等辦公室重新恢復安靜,他靜下心來,隨便一想便是好幾項待辦事宜,根本看不到完工的曙光,陪宴隨的時間,完全是從休息時間中抽的。
漫漫長夜註定無眠,辦公桌前的男人濃咖啡一杯接一杯,像一臺不知疲倦的工作機器,唯有偶爾的視線掃過桌上精緻斯文的金邊眼鏡時,那張冷淡的臉上才會現出不易察覺的溫情。
那之後,傅行此忙於各項公務、會議、應酬,跟宴隨又是三四天沒見,期間他約過宴隨兩次,不過都讓她拒絕了。
第四天,宴隨提前下班回家,發現這人堂而皇之出現在自家客廳陪羅女士聊天,把羅女士逗得笑得合不攏嘴。
宴隨在玄關處換了鞋子,提著包到沙發上坐下。
羅子琴看著二人,露出慈愛的老母親微笑,為了給小年輕騰讀出空間,她起身去鮮少踏入的廚房,同時不忘招呼傅行此:“行此,留下來吃晚飯啊。”
“好,謝謝阿姨。”傅行此應下。
“忙完了?”宴隨扭頭睨他一眼。
他戴著她買的眼鏡,人又瘦了一大圈,五官更深邃,下頜的弧度越發稜角分明,因為忙得沒時間理髮,額前頭髮都垂到了眉眼,白淨臉上有一道細細長長的暗紅血痂,正是她前幾天下手沒輕沒重指甲不小心劃傷的,幾天過去,傷口漸漸長好,脫痂了幾節,露出裡頭新生的嫩紅皮肉。
整個人散發著詭異的頹廢美感。
傅行此給她剝柑橘,模稜兩可地回答道:“忙永遠忙不完。”
原本他今晚有個重要應酬,不過好說歹說推脫了,甩鍋讓下屬前去參與,他老婆都快跑了,還管那勞什子應酬不應酬,陪別人虛與委蛇喝得自己姓誰名誰都不知道,還不如跑來吃宴隨的閉門羹。
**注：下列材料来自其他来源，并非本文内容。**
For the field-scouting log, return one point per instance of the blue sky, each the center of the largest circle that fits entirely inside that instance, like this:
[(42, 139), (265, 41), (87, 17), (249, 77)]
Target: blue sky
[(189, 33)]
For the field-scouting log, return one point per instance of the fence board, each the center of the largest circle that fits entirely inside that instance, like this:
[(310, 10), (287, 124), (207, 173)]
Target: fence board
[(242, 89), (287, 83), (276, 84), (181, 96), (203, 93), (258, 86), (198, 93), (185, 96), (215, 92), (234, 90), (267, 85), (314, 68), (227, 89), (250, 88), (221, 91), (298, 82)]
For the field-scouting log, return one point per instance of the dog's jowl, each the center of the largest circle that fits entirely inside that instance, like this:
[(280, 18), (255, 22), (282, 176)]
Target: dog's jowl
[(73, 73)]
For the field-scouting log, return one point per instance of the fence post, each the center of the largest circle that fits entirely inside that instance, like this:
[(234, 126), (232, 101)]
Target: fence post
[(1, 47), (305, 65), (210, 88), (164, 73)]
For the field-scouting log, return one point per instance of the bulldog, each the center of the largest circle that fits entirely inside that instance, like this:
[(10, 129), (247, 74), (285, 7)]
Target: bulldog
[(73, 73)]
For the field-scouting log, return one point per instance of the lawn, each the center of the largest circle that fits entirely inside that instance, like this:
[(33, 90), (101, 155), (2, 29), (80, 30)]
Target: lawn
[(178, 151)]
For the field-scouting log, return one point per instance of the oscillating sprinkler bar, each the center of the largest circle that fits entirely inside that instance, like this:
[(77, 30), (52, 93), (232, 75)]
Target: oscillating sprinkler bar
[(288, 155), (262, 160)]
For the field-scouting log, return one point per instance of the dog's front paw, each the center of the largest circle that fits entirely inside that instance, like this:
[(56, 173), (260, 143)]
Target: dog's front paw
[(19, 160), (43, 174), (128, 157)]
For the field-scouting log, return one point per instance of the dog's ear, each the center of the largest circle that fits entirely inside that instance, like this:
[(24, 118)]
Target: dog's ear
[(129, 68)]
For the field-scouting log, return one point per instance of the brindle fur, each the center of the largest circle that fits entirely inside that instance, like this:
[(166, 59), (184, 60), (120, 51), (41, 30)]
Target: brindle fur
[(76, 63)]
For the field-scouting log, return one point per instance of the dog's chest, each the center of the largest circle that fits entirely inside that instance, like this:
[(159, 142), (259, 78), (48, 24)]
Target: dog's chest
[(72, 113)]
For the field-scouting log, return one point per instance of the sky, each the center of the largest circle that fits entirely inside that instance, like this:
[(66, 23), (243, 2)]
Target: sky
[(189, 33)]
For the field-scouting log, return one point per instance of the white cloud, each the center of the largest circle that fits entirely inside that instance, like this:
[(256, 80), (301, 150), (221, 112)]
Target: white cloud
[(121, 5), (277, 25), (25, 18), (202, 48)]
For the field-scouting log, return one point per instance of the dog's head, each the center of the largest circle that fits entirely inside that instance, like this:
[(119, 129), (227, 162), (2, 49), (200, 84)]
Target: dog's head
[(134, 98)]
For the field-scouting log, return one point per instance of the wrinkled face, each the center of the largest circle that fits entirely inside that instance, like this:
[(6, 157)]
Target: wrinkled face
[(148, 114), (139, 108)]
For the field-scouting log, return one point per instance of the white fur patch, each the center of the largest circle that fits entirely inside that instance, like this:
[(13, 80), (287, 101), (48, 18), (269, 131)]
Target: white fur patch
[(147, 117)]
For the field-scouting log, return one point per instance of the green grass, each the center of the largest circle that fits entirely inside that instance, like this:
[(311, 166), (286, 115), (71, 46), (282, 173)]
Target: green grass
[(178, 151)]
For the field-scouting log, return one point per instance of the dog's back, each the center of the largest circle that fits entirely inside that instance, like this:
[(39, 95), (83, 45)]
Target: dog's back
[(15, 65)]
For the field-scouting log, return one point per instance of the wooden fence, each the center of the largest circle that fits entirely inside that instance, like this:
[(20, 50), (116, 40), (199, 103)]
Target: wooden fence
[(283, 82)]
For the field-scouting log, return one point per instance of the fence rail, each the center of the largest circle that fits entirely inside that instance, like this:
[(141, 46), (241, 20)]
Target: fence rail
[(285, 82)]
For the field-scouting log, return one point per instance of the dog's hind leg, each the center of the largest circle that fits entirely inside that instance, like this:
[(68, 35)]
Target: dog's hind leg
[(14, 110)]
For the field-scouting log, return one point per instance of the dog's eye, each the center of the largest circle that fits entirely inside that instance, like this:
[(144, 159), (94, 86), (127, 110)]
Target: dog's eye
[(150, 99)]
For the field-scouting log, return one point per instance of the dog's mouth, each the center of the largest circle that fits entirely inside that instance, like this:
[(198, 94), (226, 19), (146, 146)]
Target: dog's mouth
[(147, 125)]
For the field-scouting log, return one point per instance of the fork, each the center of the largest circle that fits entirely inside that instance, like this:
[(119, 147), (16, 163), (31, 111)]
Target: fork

“真忙的話不用勉強。”宴隨從他手裡接過剝得一根絲都不剩的柑橘,把玩著卻沒吃,“我沒想做禍國妖姬。”
“沒有那麼忙,而且我能平衡好。”傅行此說。
宴隨反問:“你看你自己瘦成什麼樣了。”
眼睛都深深凹陷下去了。
傅行此笑了一聲,儘管很短促,但是根據聲音,可以判斷他的心情很愉悅。
過好久,他說:“我就當你是在心疼我了。”
羅子琴在廚房的那會功夫,她本人和阿姨都不太自在,她當然是不會好心幫阿姨什麼忙的,只是很擔心油煙侵蝕自己精心護理的面板,而阿姨則如芒在背,生怕自己哪裡一個沒沒做又惹來挑剔的女主人的嫌。
不過阿姨的擔心純粹是多餘的,因為最近羅子琴的心情還算不錯,首先是宴其盛的遺囑中,財產分割令她很滿意,她接下來的目的便是想方設法讓自己和宴隨的份額進一步擴大;而更重要的是,宴連在宴森停職了,說是想好好體驗生活,最近頻頻活躍於學習健身插花之類在羅子琴看來毫無意義的活動,幾乎每天早出晚歸,要是這是宴隨乾的事,羅子琴怕是都要急得打人了。
幸虧這是宴連,羅子琴很滿意。
縱然和兄弟反目,不過這世上哪有十全十美的人生呢?羅子琴想通以後,就覺得人生重新明亮起來了。
別說挑阿姨的刺,就是看宴連都順眼了許多。
所以在視窗看到宴連的車歸家來,羅子琴調整好一個友善的微笑,透過半開的窗戶招呼繼女:“連連,回來啦?”
“阿姨。”宴連不太適應羅子琴的熱情,回應的笑容有些尷尬。
羅子琴說:“今天在家吃飯了吧?別天天出去吃,外面不衛生。”
宴連應好。
結果一進門便看到了宴隨和傅行此。
姐妹倆持續12年的明爭暗鬥基本結束,不過也只是如此,這麼多年的隔閡想消失談何容易,兩人客套打了聲招呼,宴連便上了樓,再下來的時候她換了身緊身運動服,和羅子琴道別:“阿姨,我想起我今天約了私教,就不在家吃飯了。”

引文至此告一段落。